Burgos is the son of the late Jose Burgos, a journalist who fought the Marcos dictatorship, and Editha Burgos, a member of the Secular Order of the Discalced Carmelites.

Suspected military men seized Jonas on April 28, 2007, using a vehicle that was later discovered inside a military camp.

"We respect the decision (of the court)," said Editha. "We recognize that the institutions that are man-made are imperfect, because they are made by imperfect people," she added.

"There is a higher court upon which justice will be obtained," Editha told ucanews.com.

In 2011, the Philippine Supreme Court directed the military to produce Jonas following the release of a report by the Commission of Human Rights that the "military is liable" for the activist's disappearance.

In the report, Major Baliaga was named "principal abductor" based on testimonies of two witnesses, who later went missing.
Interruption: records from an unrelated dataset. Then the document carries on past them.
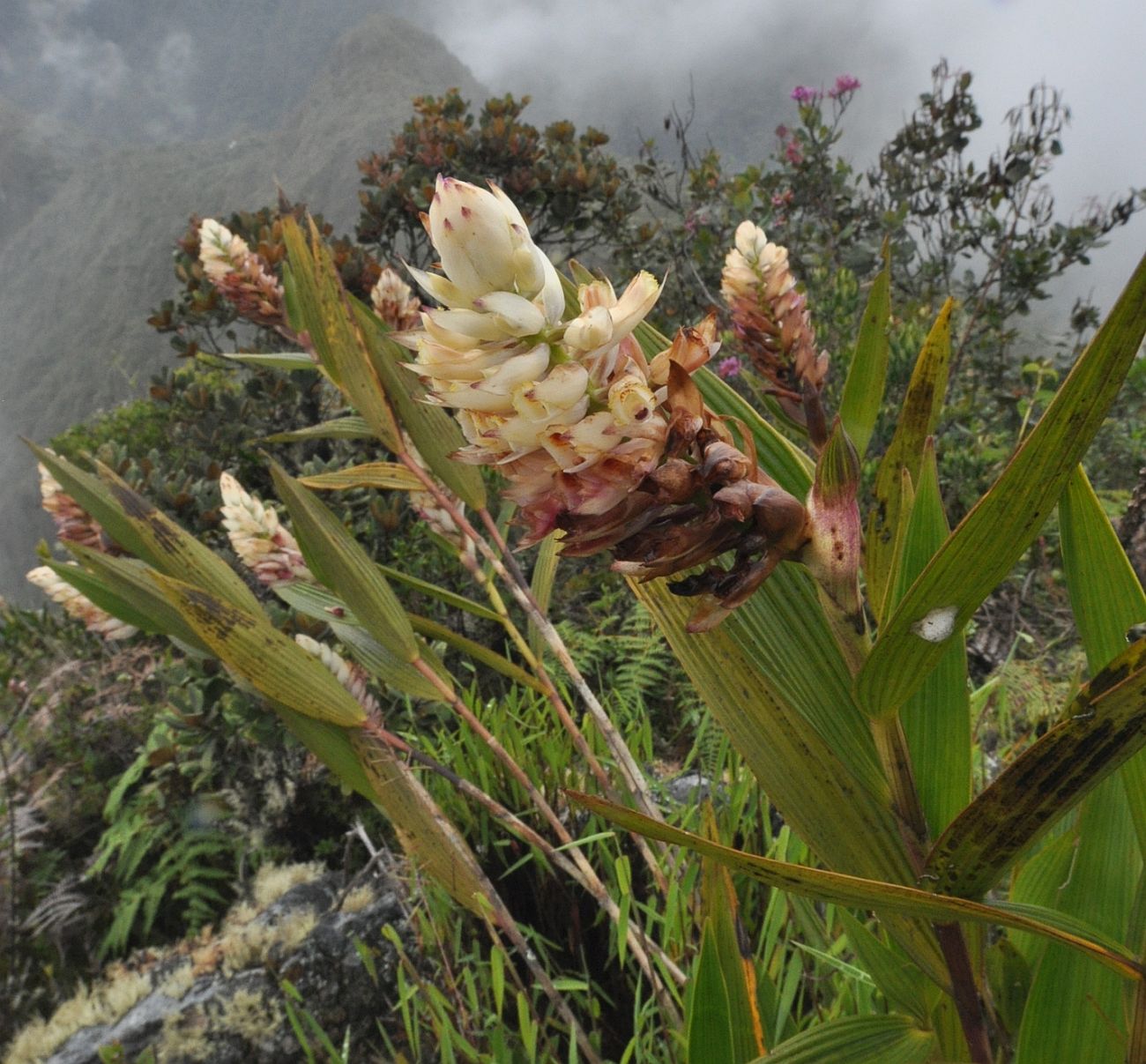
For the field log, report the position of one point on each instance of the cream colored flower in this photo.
(258, 537)
(220, 250)
(240, 274)
(73, 525)
(393, 301)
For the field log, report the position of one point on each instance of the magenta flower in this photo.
(729, 368)
(844, 84)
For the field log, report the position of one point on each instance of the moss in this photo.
(184, 1037)
(179, 982)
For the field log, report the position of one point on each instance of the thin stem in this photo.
(965, 992)
(561, 709)
(503, 815)
(634, 778)
(507, 926)
(520, 591)
(588, 876)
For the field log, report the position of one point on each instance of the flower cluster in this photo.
(770, 319)
(240, 274)
(566, 409)
(258, 537)
(615, 450)
(75, 525)
(845, 84)
(352, 677)
(78, 606)
(394, 301)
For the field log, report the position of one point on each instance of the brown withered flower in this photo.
(617, 450)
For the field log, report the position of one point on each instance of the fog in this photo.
(621, 65)
(119, 118)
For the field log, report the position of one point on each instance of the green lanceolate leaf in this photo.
(709, 1021)
(862, 893)
(733, 954)
(175, 552)
(776, 683)
(895, 976)
(863, 391)
(1103, 727)
(435, 432)
(94, 496)
(287, 361)
(107, 596)
(476, 651)
(273, 664)
(339, 562)
(383, 476)
(145, 531)
(917, 420)
(541, 586)
(992, 538)
(1105, 594)
(774, 680)
(130, 584)
(331, 744)
(778, 457)
(428, 837)
(1106, 599)
(858, 1040)
(314, 601)
(352, 427)
(1073, 1007)
(936, 719)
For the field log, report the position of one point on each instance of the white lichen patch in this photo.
(184, 1038)
(251, 945)
(178, 983)
(103, 1003)
(938, 625)
(359, 898)
(273, 881)
(251, 1016)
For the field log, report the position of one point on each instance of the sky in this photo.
(620, 63)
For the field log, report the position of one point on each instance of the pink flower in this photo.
(729, 368)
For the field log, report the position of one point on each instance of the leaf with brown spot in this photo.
(860, 893)
(993, 537)
(1104, 727)
(175, 552)
(273, 664)
(918, 419)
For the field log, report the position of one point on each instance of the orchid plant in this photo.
(829, 644)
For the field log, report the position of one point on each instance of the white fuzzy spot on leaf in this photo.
(938, 625)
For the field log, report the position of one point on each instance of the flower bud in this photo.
(471, 232)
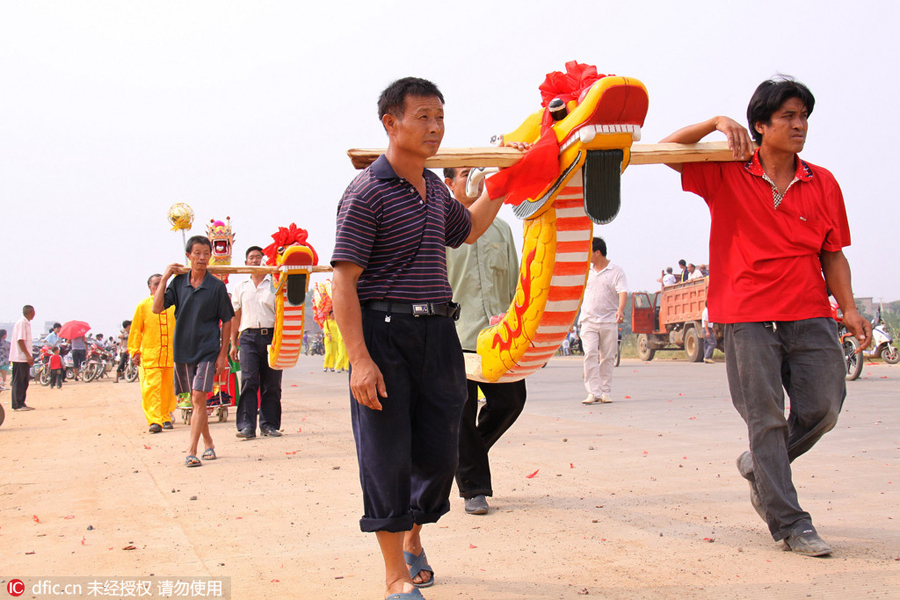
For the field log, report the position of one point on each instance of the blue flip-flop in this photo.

Lawyer Edre Olalia, counsel of the Burgos family, said the case "is not yet a vanished case," adding that the family has a pending motion against a general who used to head the military intelligence group during the disappearance of Jonas.

Human rights group Karapatan expressed dismay over the court decision, describing it a "clear injustice many times over for Jonas and other victims of enforced disappearances."

"The call to surface Jonas and all the disappeared will continue until all perpetrators are punished," said Cristina Palabay, secretary general of Karapatan.

She said the court decision is the "most recent manifestation of the prevalent climate of impunity in the Philippines."